I have reached the age, which comes to all doctors, when the first thing I turn to in the British Medical Journal is the obituary section. The obituaries therein come in two sizes: short ones for ordinary mortals and page-length ones for those of more than usual importance: importance, these days, being measured mainly by politically correct criteria.
Recently, a page-length obituary was devoted to a once-Rhodesian doctor who had medically assisted the “liberation movement” of Zimbabwe. Needless to say, the word “liberation” was used without irony or ambiguity, for not only was the first fruit of the alleged liberation repeated massacres in Matabeleland, but the second fruit was to turn a land of immigration into a land of mass emigration, thanks to corruption and idiotic economic policies — all, of course, without any increase in individual freedom as normally construed.
In other words, the lie in the BMJ’s obituary derived from its racism, “liberation” in this context meaning only the replacement of white by black government. The so-called liberation movement was fighting for power, not for freedom: understandably no doubt, for ambitious men do not easily accept exclusion from power by virtue of an accident of birth such as race. But the wish for access to power is not the same as the wish that others be free.
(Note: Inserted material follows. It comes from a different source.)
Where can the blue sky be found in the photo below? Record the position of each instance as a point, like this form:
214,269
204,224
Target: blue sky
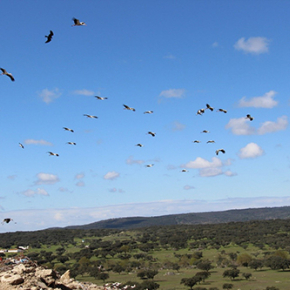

The choice of words is important. Wrong words are to debate what mud is to drinking water. The word “austerity” to describe an attempt to approximate government expenditure to government income is in essence a lie, intended to encourage false associations. Note that it is a lie irrespective of whether aiming at a balanced budget is a good or a bad economic policy. It is not as if the demand for the correct use of words is new. It appears in the Analects of Confucius. Misnomers in the service of lies, then, spring eternal.